The March offered the Table an opportunity to raise awareness on the key issues of poverty and violence. In association with Action ontarienne contre la violence faite aux femmes, they created resource materials on poverty, employment and job-seeking, social security, globalization, mothering, lesbian rights, sexual violence, wife-battering, State violence against women, sponsorship, child custody and municipalities.
The Table also initiated a quilting project, which allowed hundreds of French-Ontarian women to learn, to discuss and to build solidarity in preparation for the March. Quilting squares were received from women throughout the province demanding an end to poverty and violence, freedom of choice, dealing with the pressures on immigrant women by their sponsors, education, hope, and women’s spirituality. The squares were assembled by the Union culturelle des Franco-Ontariennes in three large, vibrant and colourful panels.
A pre-March rally brought together French-Ontario women from Cornwall, Kapuskasing, Timmins, Toronto, Thunder Bay, Marathon, Geraldton, Hawkesbury, Hamilton, Welland, Windsor, Ste-Anne de Prescott, Alexandria, Casselman, Green Valley, St-Isidore, Sault-Ste-Marie, Ste-Catharines, Vanier . . . They came to take stock of national and international demands and to put forth their own demands to government on the bases of equality, universality, respect for diversity and Francophone rights.
* on the povertization of women: right to guaranteed income, implementing child care services, improving the labour conditions of currently paid or unpaid home care workers, access to subsidized housing, welfare reform including the abolition of workfare, EI reform, and access to education.
* on violence against women: access to services in French for all women, prevention and public education programs, children’s prevention, services to immigrant women, access to justice, reforming the judiciary to improve women’s safety, and amending divorce legislation taking into account women’s needs and rights.
* on the specific needs of immigrant women: educating service providers and the public about their specific needs, ensuring access to culturally-appropriate services, supporting Francophone immigrant community organizations, improving the labour conditions of houseworkers, ending head tax and administrative fees, ending spousal sponsorship and minimal revenue rules for sponsorship, and improving access to legal aid in family and immigration law cases.
* on national and international solidarity: abolishing the debt of the world’s 53 poorest countries, eliminating the trafficking in women and children, environmental protection including refusing to send Toronto’s garbage to Kirkland Lake, creating a women’s international organization (like the UN) and saying no to FTAA (Free Trade Area of the Americas), decriminalizing sex trade related activities, and raising awareness about discrimination on the basis of sex orientation.
Participants who spoke at the rally supported these demands and the urgent need for state intervention. First-person testimonies included accounts of the dependency created by the sponsorship of immigrant women and of the incredible extent of violence against women: one woman recounted being told by an abuser holding her at gunpoint that she was “too ugly for him to waste a bullet on her.” One woman, then two, then three cried among us . . .

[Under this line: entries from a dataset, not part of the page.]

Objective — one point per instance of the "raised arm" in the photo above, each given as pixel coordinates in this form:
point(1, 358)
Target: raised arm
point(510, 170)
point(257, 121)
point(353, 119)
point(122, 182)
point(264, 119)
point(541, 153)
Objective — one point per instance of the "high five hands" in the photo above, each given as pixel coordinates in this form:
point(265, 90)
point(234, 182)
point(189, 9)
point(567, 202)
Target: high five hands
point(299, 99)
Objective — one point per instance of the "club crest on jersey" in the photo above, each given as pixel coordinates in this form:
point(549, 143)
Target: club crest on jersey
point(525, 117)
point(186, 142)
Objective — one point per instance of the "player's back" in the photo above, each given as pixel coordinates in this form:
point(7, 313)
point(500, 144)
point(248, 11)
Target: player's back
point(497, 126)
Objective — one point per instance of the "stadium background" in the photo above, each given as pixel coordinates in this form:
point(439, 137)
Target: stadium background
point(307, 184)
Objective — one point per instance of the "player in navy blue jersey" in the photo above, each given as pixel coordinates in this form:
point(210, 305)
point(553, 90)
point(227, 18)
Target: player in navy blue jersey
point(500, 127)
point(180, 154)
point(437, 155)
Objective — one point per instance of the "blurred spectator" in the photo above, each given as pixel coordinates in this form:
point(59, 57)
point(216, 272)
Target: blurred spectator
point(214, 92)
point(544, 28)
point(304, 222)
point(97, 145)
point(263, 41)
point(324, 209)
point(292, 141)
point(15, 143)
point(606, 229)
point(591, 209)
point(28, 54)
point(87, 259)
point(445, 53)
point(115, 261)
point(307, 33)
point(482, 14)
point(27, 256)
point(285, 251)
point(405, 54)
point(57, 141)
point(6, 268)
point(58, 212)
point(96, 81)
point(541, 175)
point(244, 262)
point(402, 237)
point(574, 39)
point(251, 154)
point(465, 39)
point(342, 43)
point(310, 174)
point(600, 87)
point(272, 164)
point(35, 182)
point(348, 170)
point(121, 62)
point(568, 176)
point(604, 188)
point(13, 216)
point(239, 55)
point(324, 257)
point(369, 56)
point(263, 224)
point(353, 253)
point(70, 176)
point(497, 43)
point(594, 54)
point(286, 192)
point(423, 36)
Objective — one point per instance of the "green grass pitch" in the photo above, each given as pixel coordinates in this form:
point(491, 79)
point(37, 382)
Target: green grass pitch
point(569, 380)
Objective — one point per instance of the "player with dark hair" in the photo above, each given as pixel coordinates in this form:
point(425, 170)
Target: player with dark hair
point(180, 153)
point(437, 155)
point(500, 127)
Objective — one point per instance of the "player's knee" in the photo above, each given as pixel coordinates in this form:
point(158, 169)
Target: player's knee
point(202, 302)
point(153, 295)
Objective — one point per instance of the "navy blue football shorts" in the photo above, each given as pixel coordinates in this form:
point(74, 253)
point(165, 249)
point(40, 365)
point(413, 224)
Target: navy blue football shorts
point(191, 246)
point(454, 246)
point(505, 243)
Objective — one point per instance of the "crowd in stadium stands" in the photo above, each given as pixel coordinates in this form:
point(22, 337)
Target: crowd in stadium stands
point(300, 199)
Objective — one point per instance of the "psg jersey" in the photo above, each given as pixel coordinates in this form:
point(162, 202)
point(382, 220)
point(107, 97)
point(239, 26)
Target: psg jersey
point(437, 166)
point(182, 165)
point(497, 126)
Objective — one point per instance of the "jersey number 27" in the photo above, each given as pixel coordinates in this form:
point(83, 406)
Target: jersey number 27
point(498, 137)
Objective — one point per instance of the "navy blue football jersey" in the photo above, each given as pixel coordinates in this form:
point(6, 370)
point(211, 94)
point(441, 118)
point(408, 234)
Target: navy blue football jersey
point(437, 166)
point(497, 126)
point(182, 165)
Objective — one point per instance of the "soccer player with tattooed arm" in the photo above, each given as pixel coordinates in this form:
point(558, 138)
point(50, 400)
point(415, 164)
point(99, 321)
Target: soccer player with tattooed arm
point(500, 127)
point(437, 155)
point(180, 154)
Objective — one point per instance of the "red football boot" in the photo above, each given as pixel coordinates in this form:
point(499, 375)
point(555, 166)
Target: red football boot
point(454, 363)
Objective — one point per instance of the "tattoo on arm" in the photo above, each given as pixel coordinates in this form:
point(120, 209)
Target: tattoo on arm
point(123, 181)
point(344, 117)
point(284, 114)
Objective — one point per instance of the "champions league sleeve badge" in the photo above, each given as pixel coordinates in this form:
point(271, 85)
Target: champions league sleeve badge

A hundred, a thousand, two thousand reasons to march . . . Seeing 30,000 women on Parliament Hill made me wonder if this wasn’t a rebirth of feminism. But of course, feminism had never died! Rumours of its demise – on the grounds that women now had everything, or that feminism was about a handful of women disconnected from their peers – had been greatly exaggerated! It was clear from listening to women’s demands and hearing their testimonies that equality remains a long way off. But the Women’s World March 2000 was an extraordinary moment of national and international solidarity. And it signaled the beginning of a renewal of feminist action, that in its accessibility and inclusiveness, will finally accomplish the changes we all need.
Ghislaine Sirois is the Provincial Coordinator of Action Ontarienne contre la violence faite aux femmes.